Box Plot of answer length (in number of characters)

In [None]:
sns.boxplot(data=chars_per_ans)

# Wordcloud
Thanks to [NAIN's notebook](https://www.kaggle.com/aakashnain/chaii-explore-the-data) for these good wordclouds

In [None]:
# Download and extract the fonts
!wget -q http://www.lipikaar.com/sites/www.lipikaar.com/themes/million/images/support/fonts/Devanagari.zip
!wget -q http://www.lipikaar.com/sites/www.lipikaar.com/themes/million/images/support/fonts/Tamil.zip

!unzip -qq Devanagari.zip
!unzip -qq Tamil.zip

In [None]:
# Get the text for both the languages
tamil_text = " ".join(train_df[train_df["language"]=="tamil"]["question"])
hindi_text = " ".join(train_df[train_df["language"]=="hindi"]["question"])

In [None]:
# Get the tokens and frequencies for Hindi language

hindi_nlp = Hindi()
hindi_doc = hindi_nlp(hindi_text)
hindi_tokens = set([token.text for token in hindi_doc])
hindi_tokens_counter = Counter(hindi_tokens)


# Get the tokens and frequencies for Tamil language
tamil_nlp = Tamil()
tamil_doc = hindi_nlp(tamil_text)
tamil_tokens = set([token.text for token in tamil_doc])
tamil_tokens_counter = Counter(tamil_tokens)

In [None]:
def plot_wordcloud(
    font_path,
    frequencies,
    stopwords,
    background_color="white",
    collocations=True,
    min_font_size=8,
):
    """Generates wordcloud from word frequencies."""
    
    wordcloud = WordCloud(font_path=font_path,
                      width=400,
                      height=400,
                      background_color=background_color,
                      stopwords=stopwords,
                      collocations=collocations,
                      min_font_size=min_font_size).generate_from_frequencies(frequencies)

    
    plt.figure(figsize=(10, 10))
    plt.imshow(wordcloud)
    plt.axis("off")
    plt.show()

In [None]:
# Plot the wordcloud for hindi langauge
plot_wordcloud(font_path="Devanagari/Lohit-Devanagari.ttf",
               frequencies=hindi_tokens_counter,
               stopwords=hindi_stopwords
              )

In [None]:
# Plot the wordcloud for tamil language
plot_wordcloud(font_path="Tamil/Lohit-Tamil.ttf",
               frequencies=tamil_tokens_counter,
               stopwords=tamil_stopwords
              )

# Additional Public datasets
As the training data size in the given dataset is quite small, we are encouraged by the hosts to share and use more public data sources. Following are some of the data sources that have been shared by other members so far:
* [Samanantar](https://indicnlp.ai4bharat.org/samanantar/#en-indic)
* [Facebook Multilingual QA datasets](https://github.com/facebookresearch/MLQA)
* [Hindi Wikipedia Articles - 172k](https://www.kaggle.com/disisbig/hindi-wikipedia-articles-172k)

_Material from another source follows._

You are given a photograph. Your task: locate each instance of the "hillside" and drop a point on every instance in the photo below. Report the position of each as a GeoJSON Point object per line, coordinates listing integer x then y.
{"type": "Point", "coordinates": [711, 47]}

The main discussion thread for sharing datasets is:
https://www.kaggle.com/c/chaii-hindi-and-tamil-question-answering/discussion/264581

# Good Additional Resources
* Official Starter Notebook: https://www.kaggle.com/deeplearning10/chaii-1-starter-notebook
* AI4Bharat IndicNLP [homepage](https://indicnlp.ai4bharat.org/home/) , project led by volunteers from IIT Madras and other organizations
* pre-trained language models - [IndicBERT](https://indicnlp.ai4bharat.org/indic-bert/)
* [Multilingual Transfer Learning for QA Using Translation as Data Augmentation](https://arxiv.org/pdf/2012.05958.pdf)

## Some Issues
* As pointed out by some members in [this discussion thread](https://www.kaggle.com/c/chaii-hindi-and-tamil-question-answering/discussion/264395) , there are some noisy labels in the training data. Although the competition host has assured that in the test set each instance is 3-way annotated (unlike the 1-way annotated train data) so that is very unlikely to have such issues.